It's been so successful Krzysztof Kotowicz (Information Security Engineer at Google, or “Web security ninja”) is now adding it to JavaScript (details below).

Usage in PHP

Libraries would be able to use is_trusted() immediately, allowing them to warn developers about Injection Issues as soon as they receive any non-trusted values. Some already plan to implement this, for example:

Propel (Mark Scherer): “given that this would help to more safely work with user input, I think this syntax would really help in Propel.”

RedBean (Gabor de Mooij): “You can list RedBeanPHP as a supporter, we will implement this into the core.”
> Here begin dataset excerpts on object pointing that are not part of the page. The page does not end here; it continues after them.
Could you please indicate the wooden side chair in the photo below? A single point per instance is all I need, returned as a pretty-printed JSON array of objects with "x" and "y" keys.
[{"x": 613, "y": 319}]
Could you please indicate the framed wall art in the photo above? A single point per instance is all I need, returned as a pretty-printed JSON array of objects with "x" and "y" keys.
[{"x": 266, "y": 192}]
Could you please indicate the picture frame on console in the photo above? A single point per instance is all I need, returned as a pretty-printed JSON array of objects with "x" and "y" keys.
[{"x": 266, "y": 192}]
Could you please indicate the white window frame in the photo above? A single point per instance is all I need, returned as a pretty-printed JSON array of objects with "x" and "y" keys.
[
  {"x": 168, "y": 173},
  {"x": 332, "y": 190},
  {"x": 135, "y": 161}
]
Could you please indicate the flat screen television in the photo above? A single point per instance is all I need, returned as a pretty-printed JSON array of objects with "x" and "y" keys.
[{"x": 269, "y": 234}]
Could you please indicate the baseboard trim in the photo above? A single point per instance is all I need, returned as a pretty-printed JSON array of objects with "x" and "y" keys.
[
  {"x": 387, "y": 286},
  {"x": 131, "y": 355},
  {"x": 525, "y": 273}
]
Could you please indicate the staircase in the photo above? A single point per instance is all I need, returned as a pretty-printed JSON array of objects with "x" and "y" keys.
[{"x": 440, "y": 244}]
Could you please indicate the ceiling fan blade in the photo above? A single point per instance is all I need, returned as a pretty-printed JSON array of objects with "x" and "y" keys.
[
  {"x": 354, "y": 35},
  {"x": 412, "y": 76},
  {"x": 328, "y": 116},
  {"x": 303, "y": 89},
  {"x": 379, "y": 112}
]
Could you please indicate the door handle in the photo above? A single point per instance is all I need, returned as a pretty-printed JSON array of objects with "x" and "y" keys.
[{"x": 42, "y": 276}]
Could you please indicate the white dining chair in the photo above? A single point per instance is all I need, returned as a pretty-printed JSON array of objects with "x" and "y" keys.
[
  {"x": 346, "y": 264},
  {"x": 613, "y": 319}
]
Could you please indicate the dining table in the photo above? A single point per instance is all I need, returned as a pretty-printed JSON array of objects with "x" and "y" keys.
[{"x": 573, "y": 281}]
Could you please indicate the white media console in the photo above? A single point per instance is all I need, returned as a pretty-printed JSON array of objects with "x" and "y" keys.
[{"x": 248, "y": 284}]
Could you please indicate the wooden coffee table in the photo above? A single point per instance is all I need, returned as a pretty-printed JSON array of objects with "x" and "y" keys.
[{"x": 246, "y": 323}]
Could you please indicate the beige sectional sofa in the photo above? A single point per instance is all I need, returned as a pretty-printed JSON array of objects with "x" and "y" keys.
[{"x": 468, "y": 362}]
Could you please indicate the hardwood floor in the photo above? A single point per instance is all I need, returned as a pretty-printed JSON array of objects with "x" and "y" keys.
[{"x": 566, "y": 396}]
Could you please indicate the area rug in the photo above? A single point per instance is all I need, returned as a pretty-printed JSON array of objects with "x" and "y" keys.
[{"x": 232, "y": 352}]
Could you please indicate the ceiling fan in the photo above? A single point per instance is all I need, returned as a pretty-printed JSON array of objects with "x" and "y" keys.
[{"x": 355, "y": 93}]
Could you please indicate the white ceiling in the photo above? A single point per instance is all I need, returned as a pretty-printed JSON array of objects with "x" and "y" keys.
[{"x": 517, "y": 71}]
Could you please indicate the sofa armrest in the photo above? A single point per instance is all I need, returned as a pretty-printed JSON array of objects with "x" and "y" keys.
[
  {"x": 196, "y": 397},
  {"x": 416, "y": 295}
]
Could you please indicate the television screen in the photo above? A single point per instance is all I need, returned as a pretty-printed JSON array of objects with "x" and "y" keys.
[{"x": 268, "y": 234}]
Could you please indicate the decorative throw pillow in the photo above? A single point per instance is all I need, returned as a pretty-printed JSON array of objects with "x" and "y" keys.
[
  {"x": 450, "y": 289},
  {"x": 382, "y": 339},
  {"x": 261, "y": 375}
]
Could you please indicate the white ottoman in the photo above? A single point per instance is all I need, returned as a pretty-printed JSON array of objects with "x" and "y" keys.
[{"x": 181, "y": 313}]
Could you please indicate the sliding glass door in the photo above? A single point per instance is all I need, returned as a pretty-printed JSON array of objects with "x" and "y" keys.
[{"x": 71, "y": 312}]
Psalm (Matthew Brown): “I've just added support for a literal-string type to Psalm: https://psalm.dev/r/9440908f39

Proposal

Add the function is_trusted(), where “trusted” is defined as:

  1. Strings defined by the programmer (literals),
  2. Strings defined by the engine (interned strings),
  3. Any integer.

No input values are interned; instead an interned string includes:

  1. Strings defined by the programmer,
  2. Strings defined in the source code of php,
  3. Strings defined by the engine (either at compile or runtime), with known values.

Any function or instruction that is aware of trusted variables shall produce a trusted string if all input would pass is_trusted(). This includes sprintf(), str_repeat(), str_pad(), implode(), join(), array_pad(), and array_fill().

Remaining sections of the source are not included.